Rev. John Whitelaw Schoales (1820–1903) was an Anglican priest in the pioneering days of Adelaide, South Australia.

==History==
Schoales graduated BA at Trinity College Dublin, arrived in South Australia July 1850 aboard Sultana, attached to St John's Church, Adelaide 1850, St Mary's on the Sturt 1851–1854, All Saints Church, Hindmarsh.
He left Australia in 1858 and died in England in 1903.

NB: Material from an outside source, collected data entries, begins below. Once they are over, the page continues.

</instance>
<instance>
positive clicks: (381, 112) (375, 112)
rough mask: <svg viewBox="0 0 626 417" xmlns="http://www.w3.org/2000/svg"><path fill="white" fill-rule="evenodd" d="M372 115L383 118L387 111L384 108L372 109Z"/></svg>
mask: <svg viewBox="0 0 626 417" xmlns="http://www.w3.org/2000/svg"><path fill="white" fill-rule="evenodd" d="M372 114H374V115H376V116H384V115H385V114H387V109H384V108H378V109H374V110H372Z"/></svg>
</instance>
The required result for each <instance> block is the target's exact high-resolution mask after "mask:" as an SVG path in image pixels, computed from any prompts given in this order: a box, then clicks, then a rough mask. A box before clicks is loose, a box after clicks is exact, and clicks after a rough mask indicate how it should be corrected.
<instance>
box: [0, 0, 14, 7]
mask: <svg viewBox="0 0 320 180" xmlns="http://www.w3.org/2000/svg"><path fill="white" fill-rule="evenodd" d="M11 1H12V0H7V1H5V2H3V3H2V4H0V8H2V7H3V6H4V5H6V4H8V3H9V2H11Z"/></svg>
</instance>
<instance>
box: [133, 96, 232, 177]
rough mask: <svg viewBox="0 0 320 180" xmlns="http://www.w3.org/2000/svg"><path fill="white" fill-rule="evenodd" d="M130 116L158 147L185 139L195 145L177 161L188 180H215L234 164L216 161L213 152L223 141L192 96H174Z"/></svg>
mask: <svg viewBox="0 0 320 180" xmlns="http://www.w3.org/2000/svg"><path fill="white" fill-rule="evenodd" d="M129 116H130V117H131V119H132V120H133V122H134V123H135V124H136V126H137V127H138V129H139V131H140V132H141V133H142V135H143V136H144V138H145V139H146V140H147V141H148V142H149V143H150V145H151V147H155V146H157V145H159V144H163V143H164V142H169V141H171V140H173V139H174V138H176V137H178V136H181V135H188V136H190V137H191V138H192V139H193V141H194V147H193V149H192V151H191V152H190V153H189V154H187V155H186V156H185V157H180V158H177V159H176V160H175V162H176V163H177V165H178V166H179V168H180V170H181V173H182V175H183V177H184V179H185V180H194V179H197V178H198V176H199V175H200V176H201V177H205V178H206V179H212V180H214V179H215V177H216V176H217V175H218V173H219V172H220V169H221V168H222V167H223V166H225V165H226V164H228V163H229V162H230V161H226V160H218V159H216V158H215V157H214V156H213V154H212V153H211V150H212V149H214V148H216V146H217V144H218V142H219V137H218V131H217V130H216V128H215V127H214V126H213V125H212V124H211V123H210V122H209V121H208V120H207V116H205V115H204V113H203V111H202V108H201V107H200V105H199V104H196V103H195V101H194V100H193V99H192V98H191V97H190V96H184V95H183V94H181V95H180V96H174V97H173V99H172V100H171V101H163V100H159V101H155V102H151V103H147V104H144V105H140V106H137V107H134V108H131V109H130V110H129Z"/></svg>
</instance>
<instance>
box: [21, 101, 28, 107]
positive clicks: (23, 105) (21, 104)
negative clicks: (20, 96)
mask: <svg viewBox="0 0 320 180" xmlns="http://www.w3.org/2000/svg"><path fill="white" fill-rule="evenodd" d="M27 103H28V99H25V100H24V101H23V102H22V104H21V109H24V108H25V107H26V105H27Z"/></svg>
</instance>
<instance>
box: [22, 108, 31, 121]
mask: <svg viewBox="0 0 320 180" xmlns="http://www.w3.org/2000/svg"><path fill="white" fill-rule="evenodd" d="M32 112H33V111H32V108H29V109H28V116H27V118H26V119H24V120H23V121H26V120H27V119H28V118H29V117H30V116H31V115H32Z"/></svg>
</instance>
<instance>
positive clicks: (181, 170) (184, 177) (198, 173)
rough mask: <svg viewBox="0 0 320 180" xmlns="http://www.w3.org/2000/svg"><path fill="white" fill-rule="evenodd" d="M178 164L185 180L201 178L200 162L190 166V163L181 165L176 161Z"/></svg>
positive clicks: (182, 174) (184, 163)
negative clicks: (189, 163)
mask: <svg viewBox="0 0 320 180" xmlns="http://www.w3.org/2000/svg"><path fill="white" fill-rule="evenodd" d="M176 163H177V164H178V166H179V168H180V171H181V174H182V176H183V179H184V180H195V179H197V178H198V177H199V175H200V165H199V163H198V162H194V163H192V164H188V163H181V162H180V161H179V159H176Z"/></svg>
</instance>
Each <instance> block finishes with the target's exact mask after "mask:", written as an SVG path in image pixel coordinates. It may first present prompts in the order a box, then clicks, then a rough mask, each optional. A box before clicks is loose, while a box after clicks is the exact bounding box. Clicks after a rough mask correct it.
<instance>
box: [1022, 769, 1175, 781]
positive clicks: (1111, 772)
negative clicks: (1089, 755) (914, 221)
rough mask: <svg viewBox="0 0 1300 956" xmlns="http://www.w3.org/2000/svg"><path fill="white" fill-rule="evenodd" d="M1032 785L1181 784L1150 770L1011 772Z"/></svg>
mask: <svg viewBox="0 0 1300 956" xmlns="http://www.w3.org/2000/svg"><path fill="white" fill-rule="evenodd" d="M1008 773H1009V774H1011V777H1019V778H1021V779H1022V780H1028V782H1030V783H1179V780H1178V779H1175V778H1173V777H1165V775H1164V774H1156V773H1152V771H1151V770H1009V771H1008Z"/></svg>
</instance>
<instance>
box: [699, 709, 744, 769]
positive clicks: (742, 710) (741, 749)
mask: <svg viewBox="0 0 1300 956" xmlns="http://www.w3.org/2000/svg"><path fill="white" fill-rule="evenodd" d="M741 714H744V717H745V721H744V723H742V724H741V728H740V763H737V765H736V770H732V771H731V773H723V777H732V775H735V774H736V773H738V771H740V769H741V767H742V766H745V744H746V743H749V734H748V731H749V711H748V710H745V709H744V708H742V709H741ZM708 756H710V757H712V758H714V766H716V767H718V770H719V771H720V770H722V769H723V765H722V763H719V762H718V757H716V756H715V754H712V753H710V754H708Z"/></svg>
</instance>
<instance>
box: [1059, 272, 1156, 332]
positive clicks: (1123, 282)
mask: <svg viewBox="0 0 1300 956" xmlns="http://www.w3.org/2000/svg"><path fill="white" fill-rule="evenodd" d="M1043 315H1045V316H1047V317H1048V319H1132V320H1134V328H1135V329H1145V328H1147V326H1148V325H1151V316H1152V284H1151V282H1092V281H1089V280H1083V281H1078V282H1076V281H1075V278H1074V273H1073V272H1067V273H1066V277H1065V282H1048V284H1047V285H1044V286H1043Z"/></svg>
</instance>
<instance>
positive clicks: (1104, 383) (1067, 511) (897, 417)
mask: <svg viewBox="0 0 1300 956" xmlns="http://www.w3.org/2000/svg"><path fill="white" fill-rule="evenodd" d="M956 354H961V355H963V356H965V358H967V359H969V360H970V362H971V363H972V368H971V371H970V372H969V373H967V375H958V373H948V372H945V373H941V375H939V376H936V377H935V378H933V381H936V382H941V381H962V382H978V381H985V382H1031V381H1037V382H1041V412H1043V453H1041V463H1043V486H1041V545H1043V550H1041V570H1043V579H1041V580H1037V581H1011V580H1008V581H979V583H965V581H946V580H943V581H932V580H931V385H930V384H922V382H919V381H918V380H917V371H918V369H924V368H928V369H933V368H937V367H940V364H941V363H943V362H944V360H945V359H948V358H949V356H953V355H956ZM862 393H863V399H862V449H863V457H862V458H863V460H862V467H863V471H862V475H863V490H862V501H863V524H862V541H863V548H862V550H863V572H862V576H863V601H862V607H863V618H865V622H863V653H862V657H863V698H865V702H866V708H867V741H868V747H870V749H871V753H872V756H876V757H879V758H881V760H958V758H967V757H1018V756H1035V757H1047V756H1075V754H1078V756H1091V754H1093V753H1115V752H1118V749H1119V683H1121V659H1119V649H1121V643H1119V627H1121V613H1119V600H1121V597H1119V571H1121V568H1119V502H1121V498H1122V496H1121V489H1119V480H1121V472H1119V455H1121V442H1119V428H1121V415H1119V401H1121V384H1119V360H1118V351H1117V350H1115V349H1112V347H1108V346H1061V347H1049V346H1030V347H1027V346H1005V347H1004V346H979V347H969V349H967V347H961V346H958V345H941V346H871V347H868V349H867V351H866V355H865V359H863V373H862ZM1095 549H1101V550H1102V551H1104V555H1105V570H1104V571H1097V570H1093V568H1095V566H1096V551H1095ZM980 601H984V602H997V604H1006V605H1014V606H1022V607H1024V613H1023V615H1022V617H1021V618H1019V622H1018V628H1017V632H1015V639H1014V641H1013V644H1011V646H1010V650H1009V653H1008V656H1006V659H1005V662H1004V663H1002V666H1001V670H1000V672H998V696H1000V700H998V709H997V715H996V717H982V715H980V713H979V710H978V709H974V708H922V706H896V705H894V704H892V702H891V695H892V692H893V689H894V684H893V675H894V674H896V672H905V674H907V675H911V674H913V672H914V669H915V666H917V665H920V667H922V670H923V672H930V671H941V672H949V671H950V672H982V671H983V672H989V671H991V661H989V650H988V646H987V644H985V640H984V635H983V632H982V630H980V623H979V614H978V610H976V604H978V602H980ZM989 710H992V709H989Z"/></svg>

He has been confused with Western Australian barrister and businessman John Schoales jun. (c. 1810 – 10 April 1847), a brother-in-law of Richard West Nash (1808–1850) and son of John Schoales QC (died 1850) of Dublin. John Schoales, jun. was closely identified with programs to settle labourers, servants and orphans into WA. He was appointed Guardian of Juvenile Immigrants (the Parkhurst apprentices, brought in as unskilled labour), withholding their allowances until their 5-year indenture period was over. He was succeeded by F. D. Wittenoom (c. 1821–1863).

On 9 September 1851 Schoales married Frances Jane Andrews, third daughter of Walter Boyd Andrews (c. 1792–1847) of Western Australia, an associate of John Schoales jun. mentioned above. Three children died of dysentery in 1856, another in 1858. Another son, George Lewis Schoales (c. 1861 – 24 June 1888) died in North Adelaide.